To be specific, say the quadrants?
(Each quadrant is closed on one axis and open on the other.)
For example, in the $50 \times 50$ spiral below,
I count the number of primes in the four quadrants to be $(103,96,88,86)$ ($\sum=373$), leading to ratios $(0.276,0.257,0.236,0.231)$:
Continuing to $1500 \times 1500$, which includes $166169$ primes,
I count $(41561,41528,41685,41395)$ leading to
$(0.2501,0.2499,0.2509,0.2491)$:
I earlier asked
this question at MSE, where
user Fred Daniel Kline
reported carrying out the computation to include 1.7 billion primes,
when the quadrant ratios fall within $\frac{1}{4} \pm 10^{-6}$.

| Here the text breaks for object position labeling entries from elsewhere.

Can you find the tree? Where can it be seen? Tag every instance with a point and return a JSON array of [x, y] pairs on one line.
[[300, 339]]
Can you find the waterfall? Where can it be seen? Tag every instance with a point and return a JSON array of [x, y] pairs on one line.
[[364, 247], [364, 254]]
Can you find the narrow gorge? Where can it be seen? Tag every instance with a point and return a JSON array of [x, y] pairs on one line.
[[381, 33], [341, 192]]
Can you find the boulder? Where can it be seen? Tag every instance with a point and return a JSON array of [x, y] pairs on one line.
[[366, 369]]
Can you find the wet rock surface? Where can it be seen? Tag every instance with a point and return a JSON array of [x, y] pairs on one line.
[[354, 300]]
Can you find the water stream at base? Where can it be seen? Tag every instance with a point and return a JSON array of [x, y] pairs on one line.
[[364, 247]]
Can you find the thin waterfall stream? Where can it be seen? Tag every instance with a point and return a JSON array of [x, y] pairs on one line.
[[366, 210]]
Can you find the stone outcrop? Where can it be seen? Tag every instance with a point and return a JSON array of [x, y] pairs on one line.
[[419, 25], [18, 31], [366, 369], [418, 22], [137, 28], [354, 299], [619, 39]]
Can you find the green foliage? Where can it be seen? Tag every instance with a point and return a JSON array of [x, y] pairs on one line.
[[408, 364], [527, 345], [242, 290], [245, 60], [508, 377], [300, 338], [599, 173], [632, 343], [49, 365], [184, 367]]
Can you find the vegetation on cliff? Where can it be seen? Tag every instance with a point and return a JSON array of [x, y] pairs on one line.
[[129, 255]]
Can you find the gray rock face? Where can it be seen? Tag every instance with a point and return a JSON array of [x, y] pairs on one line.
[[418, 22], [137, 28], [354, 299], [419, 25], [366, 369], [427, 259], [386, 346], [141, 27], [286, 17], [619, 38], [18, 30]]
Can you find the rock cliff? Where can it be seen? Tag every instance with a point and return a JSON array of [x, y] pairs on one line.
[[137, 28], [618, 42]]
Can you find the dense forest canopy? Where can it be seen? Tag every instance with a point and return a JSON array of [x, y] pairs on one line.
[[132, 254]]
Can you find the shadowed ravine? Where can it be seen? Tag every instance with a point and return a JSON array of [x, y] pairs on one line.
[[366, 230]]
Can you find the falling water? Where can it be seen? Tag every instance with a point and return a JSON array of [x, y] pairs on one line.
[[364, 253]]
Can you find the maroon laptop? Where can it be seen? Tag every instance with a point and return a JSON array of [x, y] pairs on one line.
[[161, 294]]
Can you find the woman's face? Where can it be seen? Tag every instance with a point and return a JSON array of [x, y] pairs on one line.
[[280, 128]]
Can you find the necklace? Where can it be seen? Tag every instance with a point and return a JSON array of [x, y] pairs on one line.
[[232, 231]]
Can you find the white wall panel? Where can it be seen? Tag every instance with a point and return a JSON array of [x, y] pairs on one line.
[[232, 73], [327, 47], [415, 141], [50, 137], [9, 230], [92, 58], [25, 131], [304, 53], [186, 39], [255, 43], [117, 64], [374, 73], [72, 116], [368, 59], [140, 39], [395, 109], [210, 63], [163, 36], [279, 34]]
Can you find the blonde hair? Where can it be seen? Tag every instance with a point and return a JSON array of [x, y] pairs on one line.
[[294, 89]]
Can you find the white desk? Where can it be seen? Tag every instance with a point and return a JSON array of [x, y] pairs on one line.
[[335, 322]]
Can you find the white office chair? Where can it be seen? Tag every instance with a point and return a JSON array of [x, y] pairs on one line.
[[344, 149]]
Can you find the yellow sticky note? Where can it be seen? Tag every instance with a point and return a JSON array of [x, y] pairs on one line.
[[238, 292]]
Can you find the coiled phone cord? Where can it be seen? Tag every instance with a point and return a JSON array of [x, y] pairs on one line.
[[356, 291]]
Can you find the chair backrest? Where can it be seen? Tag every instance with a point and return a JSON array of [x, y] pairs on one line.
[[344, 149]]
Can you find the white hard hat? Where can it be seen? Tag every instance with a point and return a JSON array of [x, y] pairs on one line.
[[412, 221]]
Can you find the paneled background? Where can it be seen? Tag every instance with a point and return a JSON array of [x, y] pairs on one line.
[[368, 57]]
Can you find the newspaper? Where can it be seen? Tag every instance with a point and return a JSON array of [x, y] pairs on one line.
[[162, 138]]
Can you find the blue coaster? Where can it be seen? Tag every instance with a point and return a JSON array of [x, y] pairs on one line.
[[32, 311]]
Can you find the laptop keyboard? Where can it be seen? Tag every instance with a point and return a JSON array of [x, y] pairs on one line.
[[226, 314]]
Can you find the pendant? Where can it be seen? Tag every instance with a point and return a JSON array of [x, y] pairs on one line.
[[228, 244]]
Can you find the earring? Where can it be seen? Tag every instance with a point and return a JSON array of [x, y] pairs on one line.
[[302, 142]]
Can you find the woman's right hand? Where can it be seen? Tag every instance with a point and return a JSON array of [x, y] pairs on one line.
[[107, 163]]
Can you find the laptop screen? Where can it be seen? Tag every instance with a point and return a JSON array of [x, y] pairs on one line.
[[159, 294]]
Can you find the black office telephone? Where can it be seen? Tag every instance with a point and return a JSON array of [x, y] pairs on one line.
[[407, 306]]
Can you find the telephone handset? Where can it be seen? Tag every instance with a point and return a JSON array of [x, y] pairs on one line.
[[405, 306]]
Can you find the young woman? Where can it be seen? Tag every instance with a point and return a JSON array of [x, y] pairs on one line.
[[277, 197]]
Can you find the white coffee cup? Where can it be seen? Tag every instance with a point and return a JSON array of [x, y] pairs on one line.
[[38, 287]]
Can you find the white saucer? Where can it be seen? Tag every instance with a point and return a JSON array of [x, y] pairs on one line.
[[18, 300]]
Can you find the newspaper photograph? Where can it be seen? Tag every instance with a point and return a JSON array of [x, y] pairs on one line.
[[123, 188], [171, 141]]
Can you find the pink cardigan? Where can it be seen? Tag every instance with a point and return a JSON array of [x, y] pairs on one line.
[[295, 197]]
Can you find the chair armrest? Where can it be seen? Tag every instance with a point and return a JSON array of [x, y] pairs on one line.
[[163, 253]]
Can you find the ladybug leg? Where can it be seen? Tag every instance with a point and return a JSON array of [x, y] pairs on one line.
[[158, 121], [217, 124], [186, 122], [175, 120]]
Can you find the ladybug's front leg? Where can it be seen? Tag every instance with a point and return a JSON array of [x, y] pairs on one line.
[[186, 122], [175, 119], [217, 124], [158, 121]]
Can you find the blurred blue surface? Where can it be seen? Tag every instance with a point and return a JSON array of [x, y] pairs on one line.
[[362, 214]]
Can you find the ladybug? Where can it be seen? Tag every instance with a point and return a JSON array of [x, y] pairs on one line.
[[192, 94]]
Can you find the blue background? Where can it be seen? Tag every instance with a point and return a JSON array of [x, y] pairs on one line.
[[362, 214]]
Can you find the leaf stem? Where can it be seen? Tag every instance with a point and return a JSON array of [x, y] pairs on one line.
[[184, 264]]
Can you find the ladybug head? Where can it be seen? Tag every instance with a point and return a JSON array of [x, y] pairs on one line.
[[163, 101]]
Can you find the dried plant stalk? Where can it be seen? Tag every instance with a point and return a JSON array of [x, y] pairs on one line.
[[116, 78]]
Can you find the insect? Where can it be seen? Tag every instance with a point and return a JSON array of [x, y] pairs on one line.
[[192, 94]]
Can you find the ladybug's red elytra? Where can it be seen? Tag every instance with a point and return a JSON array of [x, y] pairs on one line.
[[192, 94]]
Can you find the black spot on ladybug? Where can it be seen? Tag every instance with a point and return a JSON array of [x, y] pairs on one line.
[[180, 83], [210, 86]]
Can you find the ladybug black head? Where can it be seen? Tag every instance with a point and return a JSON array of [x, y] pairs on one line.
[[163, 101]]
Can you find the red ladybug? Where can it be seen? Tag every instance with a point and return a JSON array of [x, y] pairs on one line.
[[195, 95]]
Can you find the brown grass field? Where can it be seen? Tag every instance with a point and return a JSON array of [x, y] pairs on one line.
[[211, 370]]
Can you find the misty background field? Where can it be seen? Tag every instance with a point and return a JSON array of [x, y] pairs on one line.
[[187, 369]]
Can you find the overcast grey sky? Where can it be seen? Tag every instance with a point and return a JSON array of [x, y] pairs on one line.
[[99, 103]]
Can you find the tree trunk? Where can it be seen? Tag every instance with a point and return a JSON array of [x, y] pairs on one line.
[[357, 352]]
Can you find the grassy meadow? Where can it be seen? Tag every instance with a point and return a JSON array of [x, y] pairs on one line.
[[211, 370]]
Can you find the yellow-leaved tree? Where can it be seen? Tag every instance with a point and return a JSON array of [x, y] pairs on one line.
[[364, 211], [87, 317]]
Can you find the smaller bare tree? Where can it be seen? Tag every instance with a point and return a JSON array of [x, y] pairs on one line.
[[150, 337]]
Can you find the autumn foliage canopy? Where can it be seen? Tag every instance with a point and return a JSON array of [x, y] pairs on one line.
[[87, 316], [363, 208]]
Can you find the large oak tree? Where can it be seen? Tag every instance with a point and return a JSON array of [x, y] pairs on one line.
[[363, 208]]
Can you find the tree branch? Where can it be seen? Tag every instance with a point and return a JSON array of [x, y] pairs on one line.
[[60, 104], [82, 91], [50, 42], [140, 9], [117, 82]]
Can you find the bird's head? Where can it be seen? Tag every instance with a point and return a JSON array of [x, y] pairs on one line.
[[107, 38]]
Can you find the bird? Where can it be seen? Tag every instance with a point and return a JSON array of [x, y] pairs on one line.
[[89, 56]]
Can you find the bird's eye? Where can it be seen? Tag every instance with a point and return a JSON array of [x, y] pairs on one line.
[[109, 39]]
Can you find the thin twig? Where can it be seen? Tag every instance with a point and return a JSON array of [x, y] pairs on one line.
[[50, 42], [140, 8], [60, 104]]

Empirically there is a convergence to $\frac{1}{4}$,
but I wonder if this has been proven?
Thanks!
Best Answer
I haven't looked at the papers in detail, but apparently this paper of Wolke and also this paper of Stux establish that the square roots $p^{1/2}$ of primes are uniformly distributed modulo 1. As the fractional part of $p^{1/2}$ asymptotically determines the argument along the Ulam spiral, this should give the desired uniform distribution. (Such results also be obtainable from the known versions of the prime number theorem in short intervals such as $[x,x+x^{1/2}]$ on the average, which in turn should follow from the known zero density theorems for the zeta function (as discussed, for instance, in the Iwaniec-Kowalski book).)